As teachers throughout the land contemplate the start of the new term, and the start of 2016, I would like to suggest some New Year's resolutions which might help hard-working and busy teachers begin the New Year with a smile.

  1. Ban marking on Sunday evening when Downton Abbey, Homeland or some other brilliant drama is on TV
    It is quite enjoyable to watch the TV without a pile of books close at hand, and it can often provide useful references to discuss with pupils the next day.
  2. Go to the gym, instead of paying your monthly membership without ever using it
    Don't just go in January when you are filled with health and fitness evangelism, build it into your weekly routine. You will soon feel the benefits, and your colleagues and pupils will see a more energised and happy you.
  3. Have that big classroom clear-out you’ve been promising for ages, and change your displays more regularly
    A couple of hours of rigorous decluttering after school can be very cathartic and will certainly improve your classroom environment.
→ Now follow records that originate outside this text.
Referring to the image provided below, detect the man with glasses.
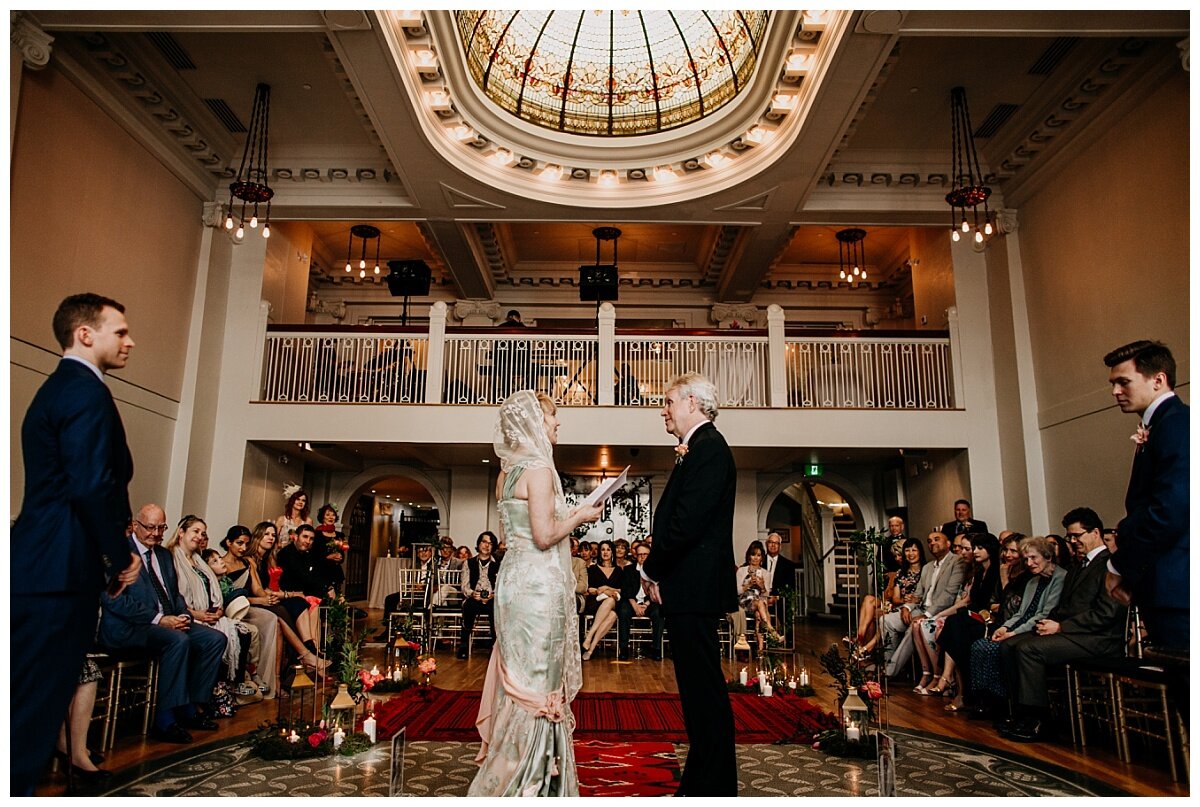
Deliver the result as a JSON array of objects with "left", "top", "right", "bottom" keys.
[
  {"left": 1000, "top": 507, "right": 1126, "bottom": 742},
  {"left": 100, "top": 504, "right": 228, "bottom": 743},
  {"left": 617, "top": 542, "right": 662, "bottom": 662},
  {"left": 8, "top": 294, "right": 139, "bottom": 796}
]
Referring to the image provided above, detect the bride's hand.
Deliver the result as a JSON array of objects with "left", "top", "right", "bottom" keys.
[{"left": 571, "top": 504, "right": 604, "bottom": 524}]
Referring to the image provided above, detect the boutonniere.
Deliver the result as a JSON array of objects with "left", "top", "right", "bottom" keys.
[{"left": 1129, "top": 423, "right": 1150, "bottom": 452}]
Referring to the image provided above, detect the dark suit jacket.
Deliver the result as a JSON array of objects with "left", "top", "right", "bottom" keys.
[
  {"left": 1112, "top": 396, "right": 1192, "bottom": 608},
  {"left": 938, "top": 519, "right": 991, "bottom": 538},
  {"left": 10, "top": 359, "right": 133, "bottom": 594},
  {"left": 1050, "top": 549, "right": 1126, "bottom": 641},
  {"left": 763, "top": 555, "right": 796, "bottom": 594},
  {"left": 100, "top": 538, "right": 188, "bottom": 647},
  {"left": 278, "top": 540, "right": 330, "bottom": 599},
  {"left": 646, "top": 423, "right": 738, "bottom": 615}
]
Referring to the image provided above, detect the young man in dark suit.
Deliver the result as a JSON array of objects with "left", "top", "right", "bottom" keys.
[
  {"left": 642, "top": 372, "right": 738, "bottom": 796},
  {"left": 8, "top": 294, "right": 139, "bottom": 796},
  {"left": 1104, "top": 340, "right": 1192, "bottom": 654}
]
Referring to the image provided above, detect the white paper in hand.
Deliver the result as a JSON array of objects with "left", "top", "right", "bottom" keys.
[{"left": 583, "top": 465, "right": 629, "bottom": 507}]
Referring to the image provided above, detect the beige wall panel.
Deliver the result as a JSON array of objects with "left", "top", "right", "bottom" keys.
[{"left": 10, "top": 70, "right": 203, "bottom": 396}]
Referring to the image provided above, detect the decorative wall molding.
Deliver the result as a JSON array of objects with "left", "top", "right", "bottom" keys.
[{"left": 8, "top": 11, "right": 54, "bottom": 70}]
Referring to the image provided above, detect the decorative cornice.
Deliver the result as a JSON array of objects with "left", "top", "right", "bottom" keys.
[{"left": 8, "top": 11, "right": 54, "bottom": 70}]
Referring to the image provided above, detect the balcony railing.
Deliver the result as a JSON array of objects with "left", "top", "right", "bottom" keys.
[{"left": 259, "top": 304, "right": 961, "bottom": 410}]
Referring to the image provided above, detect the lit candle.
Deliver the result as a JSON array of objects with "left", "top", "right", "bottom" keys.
[{"left": 362, "top": 713, "right": 378, "bottom": 742}]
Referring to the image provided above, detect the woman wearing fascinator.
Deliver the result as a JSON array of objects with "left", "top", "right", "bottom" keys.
[{"left": 467, "top": 389, "right": 604, "bottom": 796}]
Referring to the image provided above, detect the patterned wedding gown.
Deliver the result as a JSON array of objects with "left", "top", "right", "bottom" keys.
[{"left": 467, "top": 466, "right": 583, "bottom": 796}]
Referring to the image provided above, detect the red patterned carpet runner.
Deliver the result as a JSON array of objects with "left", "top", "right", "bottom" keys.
[
  {"left": 376, "top": 687, "right": 833, "bottom": 743},
  {"left": 575, "top": 740, "right": 679, "bottom": 796}
]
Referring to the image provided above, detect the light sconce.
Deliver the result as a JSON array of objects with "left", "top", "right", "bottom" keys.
[
  {"left": 226, "top": 84, "right": 275, "bottom": 238},
  {"left": 346, "top": 225, "right": 383, "bottom": 277},
  {"left": 946, "top": 86, "right": 995, "bottom": 244},
  {"left": 834, "top": 227, "right": 866, "bottom": 283}
]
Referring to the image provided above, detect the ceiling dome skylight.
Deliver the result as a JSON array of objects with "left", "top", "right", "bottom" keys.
[{"left": 455, "top": 11, "right": 769, "bottom": 137}]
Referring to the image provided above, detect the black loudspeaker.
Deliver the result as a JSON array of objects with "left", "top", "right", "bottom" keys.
[
  {"left": 384, "top": 261, "right": 431, "bottom": 297},
  {"left": 580, "top": 263, "right": 617, "bottom": 303}
]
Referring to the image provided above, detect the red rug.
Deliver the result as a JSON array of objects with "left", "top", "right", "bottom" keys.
[
  {"left": 574, "top": 740, "right": 679, "bottom": 796},
  {"left": 376, "top": 687, "right": 835, "bottom": 743}
]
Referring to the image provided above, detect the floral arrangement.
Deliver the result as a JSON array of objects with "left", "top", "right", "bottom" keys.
[
  {"left": 416, "top": 653, "right": 438, "bottom": 686},
  {"left": 251, "top": 721, "right": 371, "bottom": 760}
]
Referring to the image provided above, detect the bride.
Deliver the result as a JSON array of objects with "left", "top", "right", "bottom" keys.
[{"left": 467, "top": 389, "right": 602, "bottom": 796}]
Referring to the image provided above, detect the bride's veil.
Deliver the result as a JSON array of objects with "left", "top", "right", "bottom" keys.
[{"left": 492, "top": 389, "right": 563, "bottom": 497}]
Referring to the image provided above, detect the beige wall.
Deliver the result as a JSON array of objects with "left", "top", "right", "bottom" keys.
[
  {"left": 1020, "top": 68, "right": 1190, "bottom": 525},
  {"left": 10, "top": 66, "right": 203, "bottom": 514},
  {"left": 911, "top": 227, "right": 954, "bottom": 330},
  {"left": 263, "top": 222, "right": 312, "bottom": 324}
]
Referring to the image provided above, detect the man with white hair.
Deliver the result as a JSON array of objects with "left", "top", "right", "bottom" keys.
[{"left": 642, "top": 372, "right": 738, "bottom": 796}]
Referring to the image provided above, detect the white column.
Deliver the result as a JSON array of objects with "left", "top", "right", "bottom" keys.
[
  {"left": 202, "top": 234, "right": 266, "bottom": 525},
  {"left": 947, "top": 239, "right": 1008, "bottom": 528},
  {"left": 596, "top": 303, "right": 617, "bottom": 406},
  {"left": 1002, "top": 217, "right": 1051, "bottom": 536},
  {"left": 425, "top": 300, "right": 448, "bottom": 404},
  {"left": 767, "top": 303, "right": 787, "bottom": 408},
  {"left": 8, "top": 11, "right": 54, "bottom": 156}
]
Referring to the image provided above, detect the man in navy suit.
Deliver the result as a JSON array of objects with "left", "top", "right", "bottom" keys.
[
  {"left": 1104, "top": 340, "right": 1192, "bottom": 654},
  {"left": 642, "top": 372, "right": 739, "bottom": 796},
  {"left": 10, "top": 294, "right": 139, "bottom": 795},
  {"left": 100, "top": 504, "right": 226, "bottom": 743}
]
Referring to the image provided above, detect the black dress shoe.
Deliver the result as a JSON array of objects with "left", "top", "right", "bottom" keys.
[
  {"left": 180, "top": 715, "right": 217, "bottom": 731},
  {"left": 1004, "top": 721, "right": 1045, "bottom": 742},
  {"left": 150, "top": 723, "right": 192, "bottom": 745}
]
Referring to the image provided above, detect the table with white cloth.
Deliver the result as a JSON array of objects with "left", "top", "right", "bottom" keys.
[{"left": 367, "top": 557, "right": 413, "bottom": 608}]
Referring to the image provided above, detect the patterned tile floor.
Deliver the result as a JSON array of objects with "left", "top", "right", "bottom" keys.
[{"left": 96, "top": 729, "right": 1123, "bottom": 797}]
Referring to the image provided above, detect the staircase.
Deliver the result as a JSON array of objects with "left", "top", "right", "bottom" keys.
[{"left": 829, "top": 513, "right": 860, "bottom": 616}]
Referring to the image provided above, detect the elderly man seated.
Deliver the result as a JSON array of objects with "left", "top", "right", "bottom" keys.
[{"left": 100, "top": 504, "right": 227, "bottom": 743}]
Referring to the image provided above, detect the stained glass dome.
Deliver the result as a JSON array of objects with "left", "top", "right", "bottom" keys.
[{"left": 455, "top": 10, "right": 769, "bottom": 137}]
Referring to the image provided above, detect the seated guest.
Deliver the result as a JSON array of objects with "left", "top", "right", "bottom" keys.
[
  {"left": 617, "top": 542, "right": 664, "bottom": 662},
  {"left": 278, "top": 524, "right": 334, "bottom": 599},
  {"left": 1000, "top": 507, "right": 1126, "bottom": 742},
  {"left": 376, "top": 544, "right": 433, "bottom": 639},
  {"left": 967, "top": 536, "right": 1067, "bottom": 717},
  {"left": 929, "top": 533, "right": 1001, "bottom": 712},
  {"left": 854, "top": 538, "right": 925, "bottom": 658},
  {"left": 883, "top": 532, "right": 966, "bottom": 688},
  {"left": 736, "top": 540, "right": 775, "bottom": 656},
  {"left": 581, "top": 540, "right": 622, "bottom": 662},
  {"left": 241, "top": 521, "right": 328, "bottom": 682},
  {"left": 100, "top": 504, "right": 228, "bottom": 743},
  {"left": 938, "top": 498, "right": 988, "bottom": 538},
  {"left": 455, "top": 530, "right": 500, "bottom": 658}
]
Get the black bags out and be ruthless.
  4. Plan for review meetings
    Resolve to think of something in advance for your performance management targets, rather than coming up with a personal target during the actual interview with your line manager.
  5. Slow down in lessons, and check pupils really do understand what you’re teaching
    Are they actually absorbing the information or are they just regurgitating that information when assessed? Teaching at a fast pace does not always mean that children learn at a fast pace.
  6. Get through meetings without using the time honoured phrase: “This would be good for Ofsted”
    Why not do things because it is good for the children and for the school rather than because it might suit the inspectors' current agenda – whatever that might be?
  7. Resolve to be positive in your work
    Teaching is a great job, full of variety, hugely rewarding and a career for optimists. If you didn't think that you could improve the lives of young people then you wouldn't have come into the profession in the first place. So stay positive, inspire your pupils with a bright, cheery attitude and enjoy your vocation.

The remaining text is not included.